Disciplina
L’analisi di tre articoli del Codice Civile, rimasti sostanzialmente invariati in sede di Riforma del condominio, delinea i termini del rapporto tra amministratore ed assemblea: l’art. 1129 c.c. rimette all’assemblea la nomina e la revoca dell’amministratore; l’art. 1131 c.c. attribuisce all’amministratore la rappresentanza dei partecipanti nei limiti delle attribuzioni stabilite dall’art. 1130 c.c. «o dei maggiori poteri conferitigli dal regolamento di condominio o dall’assemblea»; e, infine, l’art. 1133 c.c. ammette il ricorso all’assemblea da parte dei singoli condomini contro i provvedimenti dell’amministratore. La legge assegna, cioè, all’assemblea il potere di nomina e di revoca dell’amministratore, ed alla medesima assemblea spetta pure il controllo sul suo operato, la facoltà di confermarlo alla fine dell’anno d’incarico e la determinazione del compenso per l’opera prestata.
Ricorso all’assemblea
A norma dell’art. 1133 c.c., l’amministratore di condominio ha il potere di assumere provvedimenti obbligatori nei confronti dei condomini, i quali possono impugnarli davanti all’assemblea (o, ricorrendone le condizioni, davanti all’autorità giudiziaria).
L’art. 1133 c. c. prevede la facoltà del ricorso all’assemblea avverso i provvedimenti dell’amministratore, ma “senza pregiudizio” del ricorso all’autorità giudiziaria, il che significa che la tutela giurisdizionale non è subordinata al preventivo ricorso all’assemblea. Invero, a differenza del previgente art. 19 del r.d. 15 gennaio 1934, n. 56, convertito nella legge 10 gennaio 1935, n. 8, l’art. 1133 c.c. certamente ammette il ricorso immediato al tribunale avverso i provvedimenti dell’amministratore, senza cioè imporre la preventiva denuncia all’assemblea. È sostenibile, peraltro, che l’esperimento del ricorso all’autorità giudiziaria abbia carattere assorbente, escludendo quindi il ricorso all’assemblea.

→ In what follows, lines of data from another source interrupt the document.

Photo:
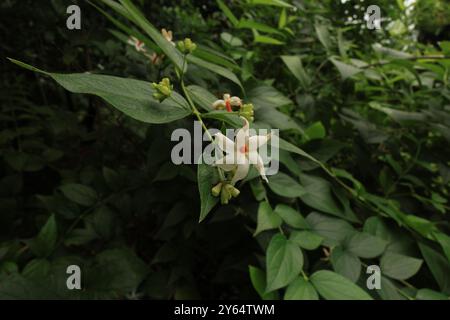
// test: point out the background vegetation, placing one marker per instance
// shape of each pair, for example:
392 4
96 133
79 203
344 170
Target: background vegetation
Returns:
364 117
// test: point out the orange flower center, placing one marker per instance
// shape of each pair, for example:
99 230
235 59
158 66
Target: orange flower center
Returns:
244 149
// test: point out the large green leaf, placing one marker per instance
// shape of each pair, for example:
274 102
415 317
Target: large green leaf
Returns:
318 195
365 245
306 239
267 219
333 230
398 266
291 216
80 194
285 186
301 289
258 279
284 262
333 286
438 265
346 263
294 64
132 97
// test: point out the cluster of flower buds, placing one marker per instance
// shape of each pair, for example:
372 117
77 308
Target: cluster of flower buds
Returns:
247 112
228 102
186 46
234 103
226 192
163 89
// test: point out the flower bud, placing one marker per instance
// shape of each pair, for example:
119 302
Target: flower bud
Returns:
232 190
186 46
163 89
247 112
216 190
225 196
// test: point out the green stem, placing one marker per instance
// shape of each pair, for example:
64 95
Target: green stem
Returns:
197 113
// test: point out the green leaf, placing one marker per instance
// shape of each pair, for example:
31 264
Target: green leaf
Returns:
315 131
346 263
216 57
115 272
365 245
207 177
428 294
275 3
291 216
36 269
258 279
284 262
306 239
80 194
248 24
318 195
45 242
132 97
295 65
438 265
267 97
285 186
228 13
231 39
138 18
333 286
282 20
389 290
346 70
216 69
322 34
267 40
333 230
444 241
267 219
301 289
398 266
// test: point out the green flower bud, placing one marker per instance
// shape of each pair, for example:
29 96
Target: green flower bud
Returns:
232 190
225 196
186 46
163 89
247 112
216 190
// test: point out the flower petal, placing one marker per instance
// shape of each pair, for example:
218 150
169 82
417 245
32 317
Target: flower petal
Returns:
241 172
235 101
219 103
260 167
224 143
254 142
242 136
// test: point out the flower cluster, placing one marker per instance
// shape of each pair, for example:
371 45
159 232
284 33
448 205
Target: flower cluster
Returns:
241 153
163 89
233 103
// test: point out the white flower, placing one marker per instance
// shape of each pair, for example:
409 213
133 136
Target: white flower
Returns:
167 35
138 44
241 153
227 102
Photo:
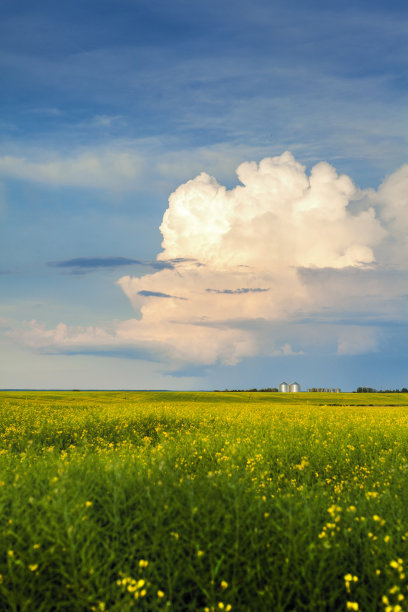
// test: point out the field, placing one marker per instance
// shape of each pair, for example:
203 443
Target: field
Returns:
203 501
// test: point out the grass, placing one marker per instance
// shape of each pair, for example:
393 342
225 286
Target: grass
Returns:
194 501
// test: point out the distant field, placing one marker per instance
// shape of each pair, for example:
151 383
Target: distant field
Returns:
203 501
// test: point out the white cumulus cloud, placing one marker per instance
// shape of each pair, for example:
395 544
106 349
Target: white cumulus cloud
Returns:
281 244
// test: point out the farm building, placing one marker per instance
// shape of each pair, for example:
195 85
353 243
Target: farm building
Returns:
292 388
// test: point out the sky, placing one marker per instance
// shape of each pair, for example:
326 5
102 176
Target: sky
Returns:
203 195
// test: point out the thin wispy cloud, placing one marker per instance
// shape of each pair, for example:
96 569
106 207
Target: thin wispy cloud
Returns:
84 265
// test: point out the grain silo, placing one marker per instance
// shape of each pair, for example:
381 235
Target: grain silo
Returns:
294 388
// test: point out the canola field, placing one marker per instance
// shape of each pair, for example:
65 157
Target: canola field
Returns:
203 501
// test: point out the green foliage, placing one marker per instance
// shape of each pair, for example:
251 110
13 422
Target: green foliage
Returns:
194 501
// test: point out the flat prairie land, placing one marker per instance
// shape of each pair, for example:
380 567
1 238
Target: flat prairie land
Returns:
203 501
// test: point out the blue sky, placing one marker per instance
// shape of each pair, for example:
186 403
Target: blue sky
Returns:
108 108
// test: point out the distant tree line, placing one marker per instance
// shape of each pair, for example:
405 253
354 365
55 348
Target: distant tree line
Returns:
371 390
267 390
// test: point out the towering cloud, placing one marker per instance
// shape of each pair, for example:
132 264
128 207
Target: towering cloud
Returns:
253 264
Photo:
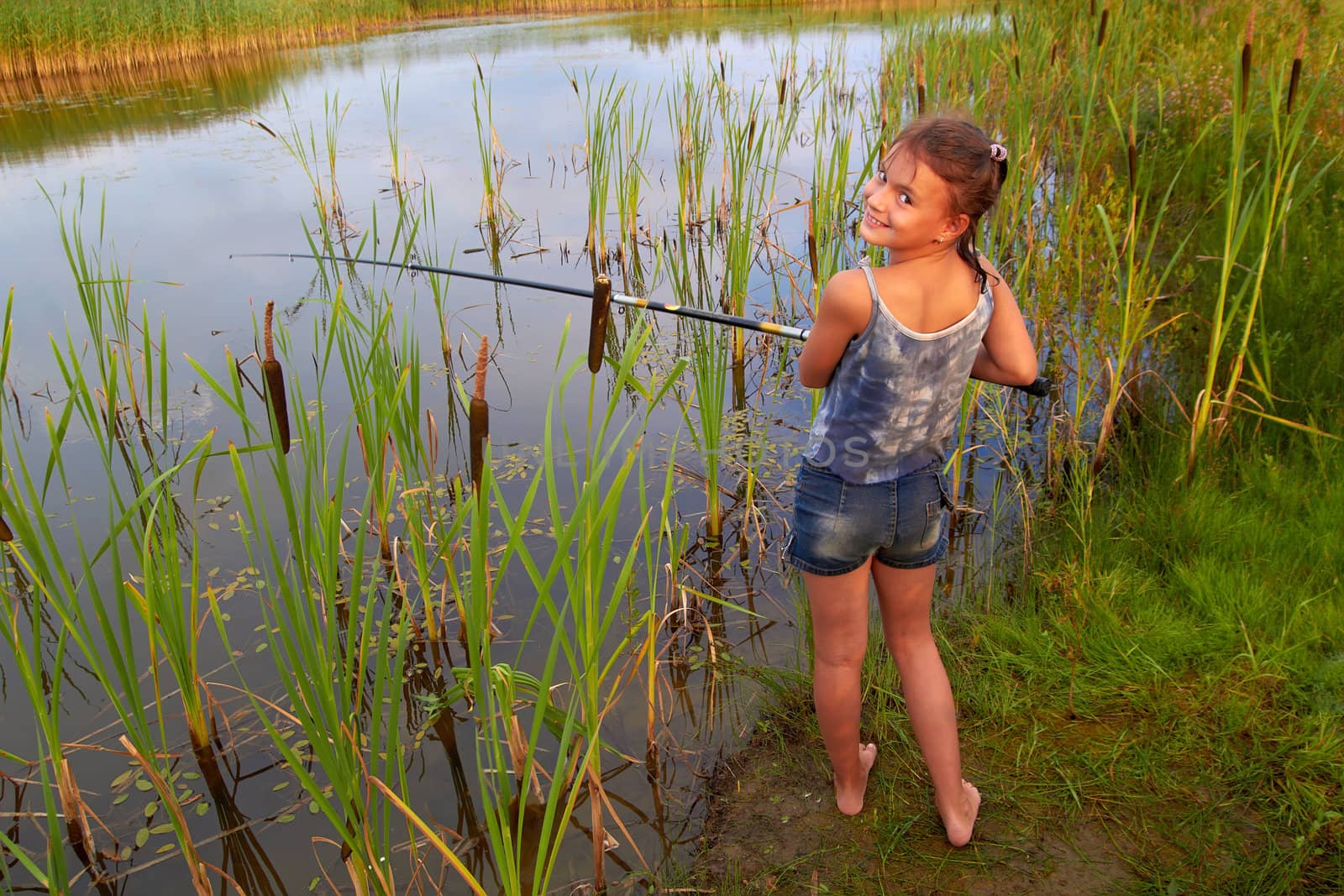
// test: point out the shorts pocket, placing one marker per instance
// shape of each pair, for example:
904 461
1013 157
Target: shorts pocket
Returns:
936 510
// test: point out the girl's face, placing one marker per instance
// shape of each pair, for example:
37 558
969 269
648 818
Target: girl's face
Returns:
906 207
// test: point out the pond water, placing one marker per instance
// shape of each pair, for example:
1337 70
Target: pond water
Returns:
185 183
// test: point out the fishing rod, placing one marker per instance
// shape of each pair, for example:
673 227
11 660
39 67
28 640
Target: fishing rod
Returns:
602 300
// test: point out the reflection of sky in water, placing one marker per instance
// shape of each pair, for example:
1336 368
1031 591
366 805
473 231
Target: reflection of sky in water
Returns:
183 196
181 201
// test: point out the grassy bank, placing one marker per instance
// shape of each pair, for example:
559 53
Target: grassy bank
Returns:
1155 703
64 38
1159 712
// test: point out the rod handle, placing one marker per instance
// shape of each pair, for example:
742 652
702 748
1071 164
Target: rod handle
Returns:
1038 389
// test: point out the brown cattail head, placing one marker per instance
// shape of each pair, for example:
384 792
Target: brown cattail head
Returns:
483 359
1247 56
598 322
1297 70
273 376
268 338
479 417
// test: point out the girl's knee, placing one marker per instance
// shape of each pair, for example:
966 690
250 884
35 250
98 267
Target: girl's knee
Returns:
911 641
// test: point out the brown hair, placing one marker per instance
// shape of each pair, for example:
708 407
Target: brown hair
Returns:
960 154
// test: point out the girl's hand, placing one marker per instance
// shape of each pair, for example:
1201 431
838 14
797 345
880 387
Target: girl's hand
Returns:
1005 355
842 315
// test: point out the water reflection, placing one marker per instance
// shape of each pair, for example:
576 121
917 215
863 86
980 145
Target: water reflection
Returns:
62 114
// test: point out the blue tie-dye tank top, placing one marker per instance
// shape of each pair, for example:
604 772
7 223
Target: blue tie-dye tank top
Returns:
894 396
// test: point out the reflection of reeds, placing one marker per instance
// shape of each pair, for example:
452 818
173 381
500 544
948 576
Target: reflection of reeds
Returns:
116 390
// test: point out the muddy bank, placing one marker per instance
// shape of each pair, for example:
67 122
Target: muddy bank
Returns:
773 828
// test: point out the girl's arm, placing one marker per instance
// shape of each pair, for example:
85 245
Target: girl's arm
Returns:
1005 354
842 315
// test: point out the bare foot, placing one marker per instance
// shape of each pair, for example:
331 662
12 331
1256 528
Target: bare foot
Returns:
958 813
850 799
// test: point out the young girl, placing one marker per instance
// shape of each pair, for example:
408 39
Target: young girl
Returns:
894 348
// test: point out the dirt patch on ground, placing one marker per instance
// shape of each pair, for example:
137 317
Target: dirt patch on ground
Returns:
773 829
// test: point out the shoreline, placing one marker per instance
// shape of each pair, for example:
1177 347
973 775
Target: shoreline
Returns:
27 63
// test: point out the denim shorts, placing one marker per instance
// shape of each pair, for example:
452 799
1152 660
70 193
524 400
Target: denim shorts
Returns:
837 524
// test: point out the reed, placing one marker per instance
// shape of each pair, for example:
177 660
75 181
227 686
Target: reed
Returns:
335 627
495 163
20 631
1256 206
120 610
1139 275
631 143
601 103
586 617
833 190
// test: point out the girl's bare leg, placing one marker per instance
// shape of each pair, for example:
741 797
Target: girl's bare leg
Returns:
904 597
839 637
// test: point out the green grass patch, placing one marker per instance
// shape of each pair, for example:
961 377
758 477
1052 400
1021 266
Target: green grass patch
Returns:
1159 712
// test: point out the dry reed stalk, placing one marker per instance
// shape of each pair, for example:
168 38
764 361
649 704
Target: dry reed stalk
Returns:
275 378
920 83
1133 161
1297 70
194 864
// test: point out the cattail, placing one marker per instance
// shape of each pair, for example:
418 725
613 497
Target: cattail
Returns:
275 380
479 416
1297 70
1247 58
1133 161
812 244
598 320
920 83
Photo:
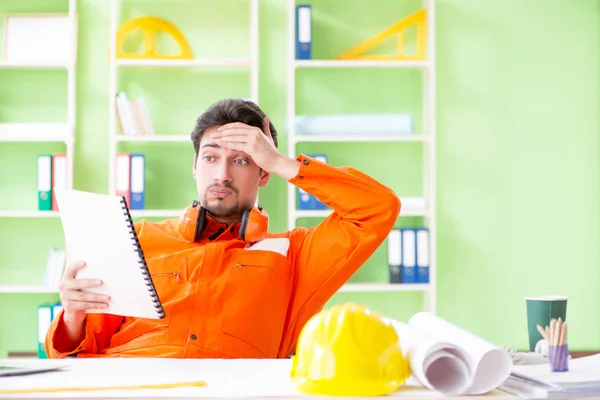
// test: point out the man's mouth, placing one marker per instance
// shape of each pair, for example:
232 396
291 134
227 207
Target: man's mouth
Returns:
220 192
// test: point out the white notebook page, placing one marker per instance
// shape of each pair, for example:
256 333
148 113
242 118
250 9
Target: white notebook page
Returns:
97 231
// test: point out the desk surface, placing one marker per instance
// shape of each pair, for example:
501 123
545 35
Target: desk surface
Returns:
225 379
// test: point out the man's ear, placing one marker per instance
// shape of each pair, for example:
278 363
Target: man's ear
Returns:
264 178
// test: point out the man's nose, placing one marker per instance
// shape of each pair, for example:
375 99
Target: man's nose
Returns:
223 173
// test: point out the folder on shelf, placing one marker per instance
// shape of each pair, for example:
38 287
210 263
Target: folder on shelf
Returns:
45 182
44 320
394 241
137 181
123 176
423 253
303 32
59 175
409 256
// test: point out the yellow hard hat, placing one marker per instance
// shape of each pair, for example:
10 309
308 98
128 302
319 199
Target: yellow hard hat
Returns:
348 350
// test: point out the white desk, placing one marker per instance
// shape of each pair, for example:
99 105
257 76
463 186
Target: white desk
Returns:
225 379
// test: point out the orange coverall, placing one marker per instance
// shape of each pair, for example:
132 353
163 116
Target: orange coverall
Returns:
224 301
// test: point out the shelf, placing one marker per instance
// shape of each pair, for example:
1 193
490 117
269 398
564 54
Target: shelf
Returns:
361 64
225 63
360 138
28 214
154 138
384 287
325 213
34 132
155 213
26 289
32 65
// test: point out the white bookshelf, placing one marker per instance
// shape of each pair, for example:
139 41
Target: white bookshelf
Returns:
383 287
427 139
360 63
28 214
33 289
116 65
44 132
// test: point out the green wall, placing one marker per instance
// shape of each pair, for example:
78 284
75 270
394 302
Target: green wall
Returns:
517 145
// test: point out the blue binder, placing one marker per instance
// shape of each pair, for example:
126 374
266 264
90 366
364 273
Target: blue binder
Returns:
409 255
137 181
303 32
307 201
423 254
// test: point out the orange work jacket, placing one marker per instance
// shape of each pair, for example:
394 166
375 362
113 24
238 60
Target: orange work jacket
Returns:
223 300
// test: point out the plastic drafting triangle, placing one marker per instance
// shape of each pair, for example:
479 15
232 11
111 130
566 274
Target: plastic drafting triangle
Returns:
418 18
150 26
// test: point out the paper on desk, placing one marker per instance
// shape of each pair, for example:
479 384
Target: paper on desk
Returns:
450 360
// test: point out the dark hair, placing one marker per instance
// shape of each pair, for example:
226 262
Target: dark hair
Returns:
227 111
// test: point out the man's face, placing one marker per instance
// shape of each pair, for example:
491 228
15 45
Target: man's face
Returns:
227 181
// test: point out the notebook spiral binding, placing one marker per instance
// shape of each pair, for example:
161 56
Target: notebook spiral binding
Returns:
142 260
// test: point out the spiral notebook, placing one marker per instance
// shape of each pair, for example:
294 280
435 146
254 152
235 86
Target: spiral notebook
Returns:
98 230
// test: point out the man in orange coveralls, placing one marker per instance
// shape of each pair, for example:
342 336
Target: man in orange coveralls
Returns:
220 298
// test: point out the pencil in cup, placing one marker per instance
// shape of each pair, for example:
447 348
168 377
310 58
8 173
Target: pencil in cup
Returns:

Dunque, l’art. 1133 c.c. contempla una forma di controllo eventuale e successivo dell’assemblea sui provvedimenti dell’amministratore; nulla, tuttavia, che faccia presagire un complessivo stato di subordinazione dell’amministratore rispetto all’assemblea. Né potrebbe realisticamente rimettersi all’assemblea la minuziosa predisposizione dell’attività che debba essere compiuta dall’amministratore. E’ tuttavia inevitabile che la disposizione di cui all’art. 1133 c.c. venga differenziata dall’art. 1137 c.c., che pure richiama residualmente, e che si riferisce a chiare lettere soltanto ai vizi di contrarietà alla legge o al regolamento di condominio. Essendo, infatti, l’assemblea l’organo sovrano della volontà dei condomini, il sindacato giurisdizionale sulle delibere non viene mai spinto al punto di valutare il merito o di controllare la discrezionalità delle sue scelte. Per converso, l’assemblea deve essere in grado di incidere sull’operato dell’amministratore sia nelle ipotesi in cui il provvedimento di questo abbia travalicato l’orbita delle sue attribuzioni, sia per meri motivi di merito, allorché esso le appaia inopportuno, iniquo o poco conveniente. Può pensarsi all’ipotesi in cui l’amministratore prenda provvedimenti che dispongano opere sulla cosa comune, in eccesso ai propri poteri e con lesione dei diritti dei condomini.